If MSCCL++ is built on AMD platforms, libmscclpp_nccl.so would replace the RCCL library (i.e., librccl.so).

MSCCL++ also supports fallback to NCCL/RCCL collectives by adding following environment variables.

-x MSCCLPP_ENABLE_NCCL_FALLBACK=TRUE
-x MSCCLPP_NCCL_LIB_PATH=/path_to_nccl_lib/libnccl.so (or /path_to_rccl_lib/librccl.so for AMD platforms)
-x MSCCLPP_FORCE_NCCL_FALLBACK_OPERATION="list of collective name[s]"

The value "list of collective name[s]" can be a combination of collectives, such as "allgather", "allreduce", "broadcast", and "reducescatter". Alternatively, it can simply be set to "all" to enable fallback for all these collectives. By default, if the parameter MSCCLPP_FORCE_NCCL_FALLBACK_OPERATION is not specified, "all" will be applied.

Example 1, Allreduce will fallback to NCCL ncclAllReduce since allreduce is in the fallback list.

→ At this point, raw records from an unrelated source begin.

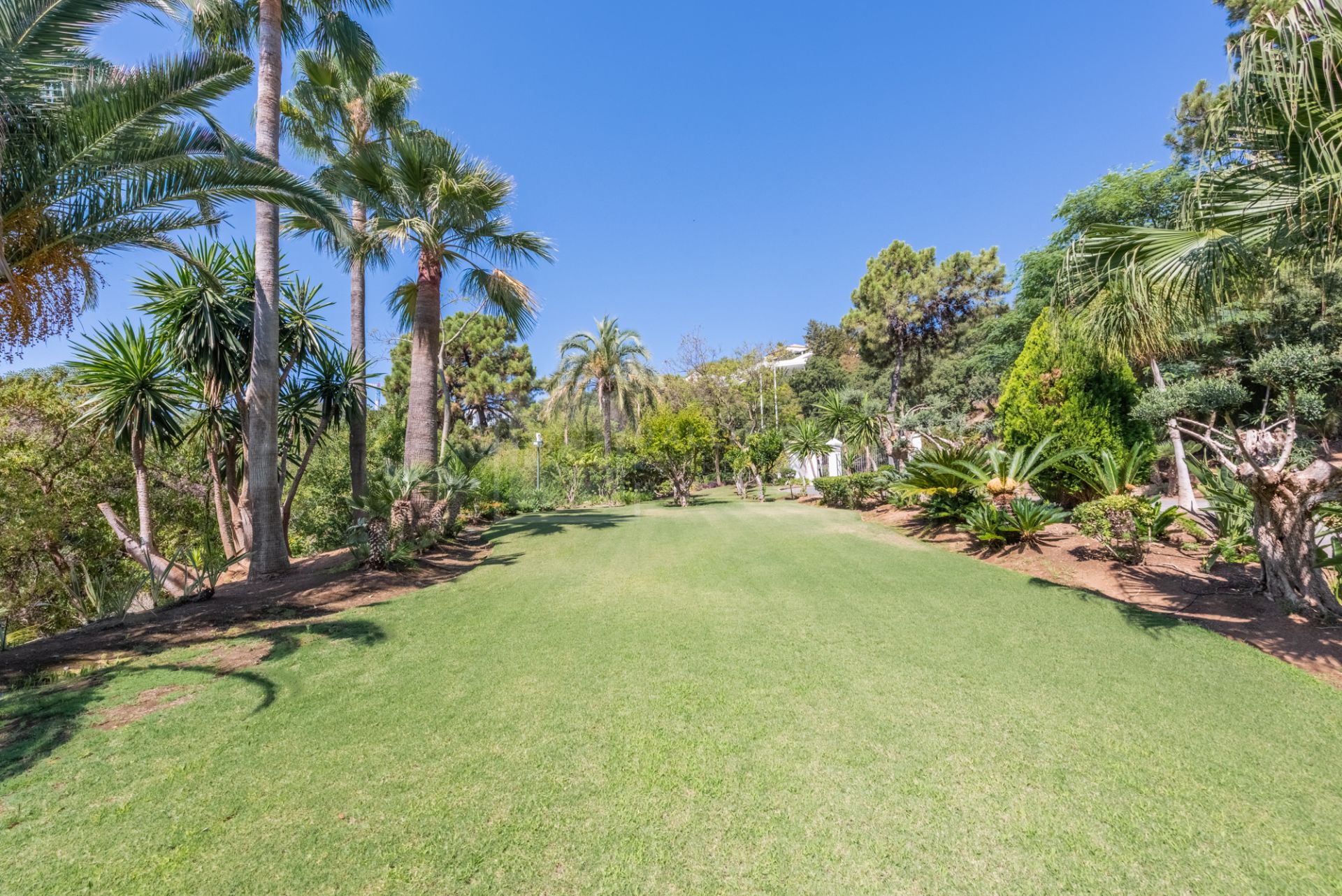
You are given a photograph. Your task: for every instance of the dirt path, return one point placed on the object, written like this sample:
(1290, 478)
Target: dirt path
(316, 586)
(1171, 582)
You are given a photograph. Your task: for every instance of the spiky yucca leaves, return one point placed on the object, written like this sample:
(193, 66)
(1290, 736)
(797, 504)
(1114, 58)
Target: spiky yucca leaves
(614, 363)
(386, 512)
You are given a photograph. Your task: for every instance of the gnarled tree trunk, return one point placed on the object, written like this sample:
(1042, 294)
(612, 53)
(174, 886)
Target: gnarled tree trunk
(1285, 531)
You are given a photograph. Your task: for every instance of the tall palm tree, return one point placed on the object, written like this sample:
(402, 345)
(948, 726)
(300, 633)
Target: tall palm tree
(136, 396)
(236, 24)
(612, 363)
(97, 157)
(453, 210)
(1129, 324)
(331, 112)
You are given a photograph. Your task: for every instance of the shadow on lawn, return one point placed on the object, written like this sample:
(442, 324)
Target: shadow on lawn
(1136, 616)
(38, 721)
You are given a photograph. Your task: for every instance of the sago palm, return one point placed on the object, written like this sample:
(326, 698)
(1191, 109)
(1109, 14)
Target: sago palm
(97, 157)
(136, 396)
(614, 364)
(426, 192)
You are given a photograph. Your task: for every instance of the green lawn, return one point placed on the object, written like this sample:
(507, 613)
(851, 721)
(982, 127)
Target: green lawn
(730, 698)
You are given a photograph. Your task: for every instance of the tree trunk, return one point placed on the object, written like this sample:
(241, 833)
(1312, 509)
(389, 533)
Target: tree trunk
(893, 408)
(171, 577)
(1185, 482)
(147, 528)
(359, 349)
(1285, 531)
(217, 487)
(268, 550)
(302, 468)
(421, 414)
(604, 396)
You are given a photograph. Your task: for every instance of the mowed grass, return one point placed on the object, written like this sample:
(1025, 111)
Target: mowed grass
(730, 698)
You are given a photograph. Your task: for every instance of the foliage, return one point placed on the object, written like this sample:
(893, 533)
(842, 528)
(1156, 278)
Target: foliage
(907, 301)
(1114, 472)
(1062, 388)
(674, 443)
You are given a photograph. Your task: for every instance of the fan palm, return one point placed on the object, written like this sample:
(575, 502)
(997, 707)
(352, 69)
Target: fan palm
(426, 192)
(233, 26)
(332, 110)
(96, 157)
(136, 396)
(612, 363)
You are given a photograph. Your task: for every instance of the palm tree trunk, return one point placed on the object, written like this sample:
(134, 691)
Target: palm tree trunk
(1185, 482)
(302, 468)
(147, 528)
(217, 487)
(421, 414)
(605, 416)
(359, 349)
(268, 550)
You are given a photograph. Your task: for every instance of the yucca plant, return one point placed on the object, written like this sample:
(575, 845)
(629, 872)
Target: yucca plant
(1027, 518)
(988, 523)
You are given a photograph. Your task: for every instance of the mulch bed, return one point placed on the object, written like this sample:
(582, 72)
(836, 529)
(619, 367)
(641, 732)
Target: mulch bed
(316, 586)
(1227, 600)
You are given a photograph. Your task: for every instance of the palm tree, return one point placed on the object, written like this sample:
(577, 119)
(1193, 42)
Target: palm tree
(137, 398)
(426, 192)
(230, 24)
(96, 157)
(1130, 325)
(612, 363)
(331, 112)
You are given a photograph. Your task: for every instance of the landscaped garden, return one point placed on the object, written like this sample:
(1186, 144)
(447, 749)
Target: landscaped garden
(1020, 572)
(809, 704)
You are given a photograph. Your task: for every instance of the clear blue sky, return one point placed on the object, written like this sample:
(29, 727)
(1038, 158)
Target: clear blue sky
(732, 166)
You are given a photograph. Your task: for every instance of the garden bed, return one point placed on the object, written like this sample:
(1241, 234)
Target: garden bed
(1172, 582)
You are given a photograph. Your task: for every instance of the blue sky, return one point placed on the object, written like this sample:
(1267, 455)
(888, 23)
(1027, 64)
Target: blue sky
(729, 166)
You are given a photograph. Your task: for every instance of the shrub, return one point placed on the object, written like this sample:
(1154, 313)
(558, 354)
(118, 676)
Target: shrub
(1030, 518)
(1118, 523)
(835, 491)
(1065, 386)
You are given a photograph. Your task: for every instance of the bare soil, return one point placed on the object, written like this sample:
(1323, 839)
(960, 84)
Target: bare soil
(316, 586)
(1171, 581)
(151, 700)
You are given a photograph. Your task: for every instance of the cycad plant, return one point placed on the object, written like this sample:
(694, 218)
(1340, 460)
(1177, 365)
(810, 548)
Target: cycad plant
(614, 364)
(136, 396)
(97, 157)
(1110, 474)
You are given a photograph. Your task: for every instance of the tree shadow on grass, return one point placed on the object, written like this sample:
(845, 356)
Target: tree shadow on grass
(554, 522)
(1143, 620)
(41, 719)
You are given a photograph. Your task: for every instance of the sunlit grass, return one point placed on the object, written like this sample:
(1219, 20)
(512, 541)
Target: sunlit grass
(730, 698)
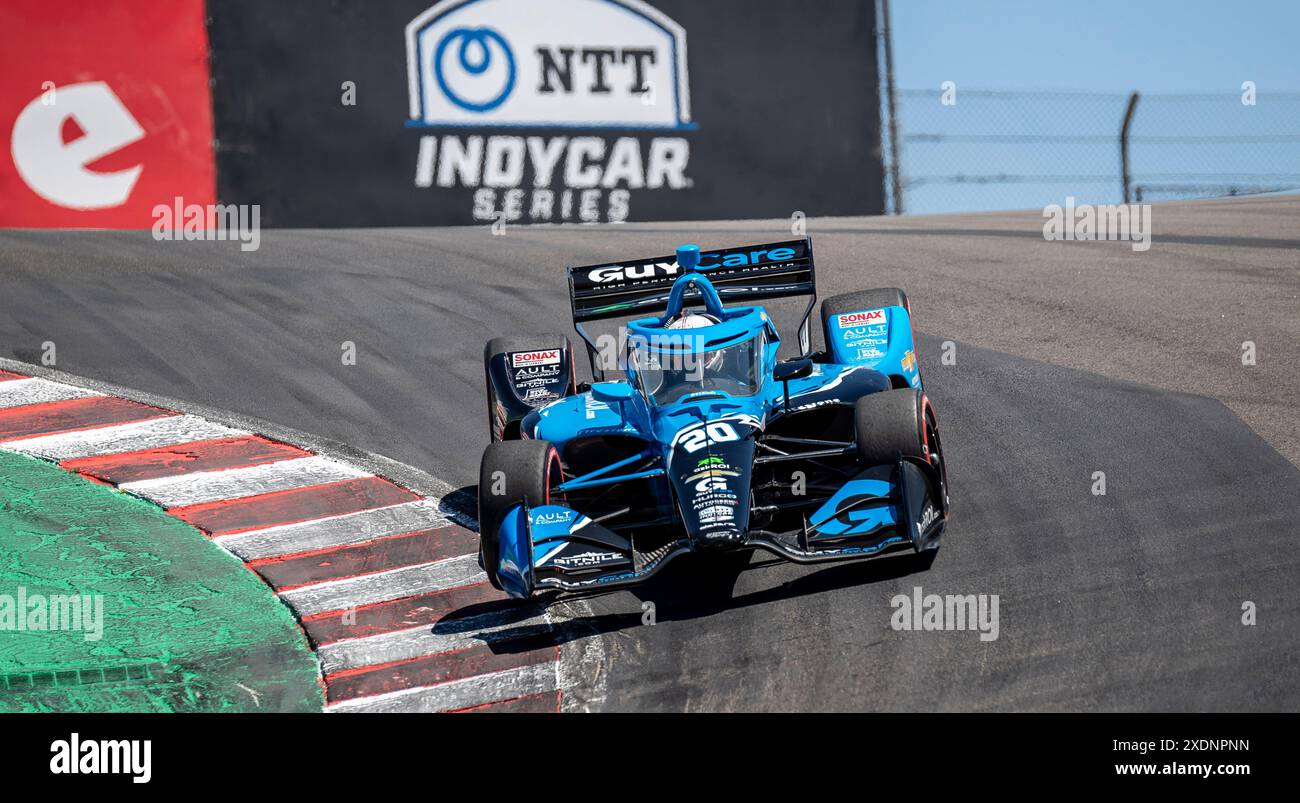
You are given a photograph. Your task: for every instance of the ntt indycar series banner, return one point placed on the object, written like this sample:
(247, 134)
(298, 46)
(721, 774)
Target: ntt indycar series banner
(545, 111)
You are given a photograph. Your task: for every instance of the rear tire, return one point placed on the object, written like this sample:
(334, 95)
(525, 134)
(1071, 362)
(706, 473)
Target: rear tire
(521, 471)
(889, 422)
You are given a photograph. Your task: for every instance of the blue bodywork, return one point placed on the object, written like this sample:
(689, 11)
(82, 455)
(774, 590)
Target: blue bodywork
(694, 459)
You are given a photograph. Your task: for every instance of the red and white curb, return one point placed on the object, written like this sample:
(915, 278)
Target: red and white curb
(386, 586)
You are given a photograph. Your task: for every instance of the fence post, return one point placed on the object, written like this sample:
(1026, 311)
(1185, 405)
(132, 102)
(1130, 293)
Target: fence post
(896, 181)
(1125, 178)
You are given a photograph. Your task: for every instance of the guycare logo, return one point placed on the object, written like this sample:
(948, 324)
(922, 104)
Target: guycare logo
(559, 63)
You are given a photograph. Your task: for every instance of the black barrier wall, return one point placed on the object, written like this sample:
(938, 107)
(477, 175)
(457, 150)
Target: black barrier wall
(414, 112)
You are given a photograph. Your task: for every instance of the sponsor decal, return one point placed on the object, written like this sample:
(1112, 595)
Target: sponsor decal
(927, 517)
(818, 403)
(586, 559)
(593, 407)
(629, 272)
(716, 515)
(588, 65)
(861, 318)
(547, 517)
(550, 356)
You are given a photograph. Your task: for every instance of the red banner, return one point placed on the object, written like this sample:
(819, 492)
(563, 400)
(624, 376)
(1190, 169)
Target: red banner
(104, 109)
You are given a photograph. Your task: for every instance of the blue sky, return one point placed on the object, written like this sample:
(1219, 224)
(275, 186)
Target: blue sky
(1188, 46)
(1041, 89)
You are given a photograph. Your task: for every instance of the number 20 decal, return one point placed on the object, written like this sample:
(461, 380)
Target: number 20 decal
(716, 432)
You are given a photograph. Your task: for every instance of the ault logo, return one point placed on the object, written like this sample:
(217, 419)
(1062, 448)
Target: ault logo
(534, 357)
(862, 318)
(563, 63)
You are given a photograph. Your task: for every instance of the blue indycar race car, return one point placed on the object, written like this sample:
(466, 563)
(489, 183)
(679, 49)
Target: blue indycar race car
(710, 443)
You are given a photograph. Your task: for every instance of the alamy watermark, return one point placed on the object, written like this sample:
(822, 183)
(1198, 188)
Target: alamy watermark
(26, 612)
(1129, 222)
(945, 612)
(182, 221)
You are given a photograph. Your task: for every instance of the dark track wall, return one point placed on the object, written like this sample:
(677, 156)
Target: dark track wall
(744, 108)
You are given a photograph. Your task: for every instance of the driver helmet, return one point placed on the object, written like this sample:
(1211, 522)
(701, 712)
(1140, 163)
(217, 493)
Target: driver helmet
(693, 320)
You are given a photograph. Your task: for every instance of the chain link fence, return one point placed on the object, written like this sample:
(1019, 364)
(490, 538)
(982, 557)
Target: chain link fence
(979, 150)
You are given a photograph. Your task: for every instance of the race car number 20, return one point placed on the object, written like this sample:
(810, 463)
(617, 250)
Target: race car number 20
(716, 432)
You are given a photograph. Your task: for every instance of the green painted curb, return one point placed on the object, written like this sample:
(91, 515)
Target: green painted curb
(185, 625)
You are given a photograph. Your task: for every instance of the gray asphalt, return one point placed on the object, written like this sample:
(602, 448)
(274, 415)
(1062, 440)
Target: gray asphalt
(1071, 359)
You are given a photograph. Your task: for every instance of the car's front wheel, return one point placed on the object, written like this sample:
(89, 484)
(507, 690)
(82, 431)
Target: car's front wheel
(511, 472)
(889, 422)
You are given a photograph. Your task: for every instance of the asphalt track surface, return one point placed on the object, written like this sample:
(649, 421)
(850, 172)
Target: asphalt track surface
(1070, 359)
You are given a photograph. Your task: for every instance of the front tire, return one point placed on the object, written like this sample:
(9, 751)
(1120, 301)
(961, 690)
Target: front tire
(511, 472)
(889, 422)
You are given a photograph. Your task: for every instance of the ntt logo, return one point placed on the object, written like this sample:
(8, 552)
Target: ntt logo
(558, 64)
(475, 56)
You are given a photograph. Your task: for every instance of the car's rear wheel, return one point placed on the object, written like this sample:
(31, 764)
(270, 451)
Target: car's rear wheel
(512, 472)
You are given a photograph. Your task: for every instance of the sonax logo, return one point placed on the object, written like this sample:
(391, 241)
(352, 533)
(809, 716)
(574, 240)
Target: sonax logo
(562, 63)
(534, 357)
(861, 318)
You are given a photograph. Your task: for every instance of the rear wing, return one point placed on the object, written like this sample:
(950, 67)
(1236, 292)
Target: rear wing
(744, 273)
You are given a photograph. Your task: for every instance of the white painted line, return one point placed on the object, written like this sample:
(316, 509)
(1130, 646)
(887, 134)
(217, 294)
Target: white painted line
(18, 393)
(336, 530)
(432, 639)
(133, 437)
(238, 482)
(382, 586)
(454, 695)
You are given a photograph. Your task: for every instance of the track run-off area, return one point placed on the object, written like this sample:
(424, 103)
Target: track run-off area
(1070, 359)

mpirun -np 8 --bind-to numa --allow-run-as-root -x LD_PRELOAD=$MSCCLPP_BUILD/apps/nccl/libmscclpp_nccl.so -x MSCCLPP_ENABLE_NCCL_FALLBACK=TRUE -x MSCCLPP_NCCL_LIB_PATH=$NCCL_BUILD/lib/libnccl.so -x MSCCLPP_FORCE_NCCL_FALLBACK_OPERATION="allreduce,allgather" ./build/all_reduce_perf -b 1K -e 256M -f 2 -d half -G 20 -w 10 -n 50

Example 2, ReduceScatter will still use msccl++ implementation since reducescatter is not in the fallbacklist.

mpirun -np 8 --bind-to numa --allow-run-as-root -x LD_PRELOAD=$MSCCLPP_BUILD/apps/nccl/libmscclpp_nccl.so -x MSCCLPP_ENABLE_NCCL_FALLBACK=TRUE -x MSCCLPP_NCCL_LIB_PATH=$NCCL_BUILD/lib/libnccl.so -x MSCCLPP_FORCE_NCCL_FALLBACK_OPERATION="broadcast" -x MSCCLPP_EXECUTION_PLAN_DIR=/$PATH_TO_EXECUTION_PLANS/execution-files ./build/reduce_scatter_perf -b 1K -e 256M -f 2 -d half -G 20 -w 10 -n 50

On AMD platforms, you need to add RCCL_MSCCL_ENABLE=0 to avoid conflicts with the fallback features.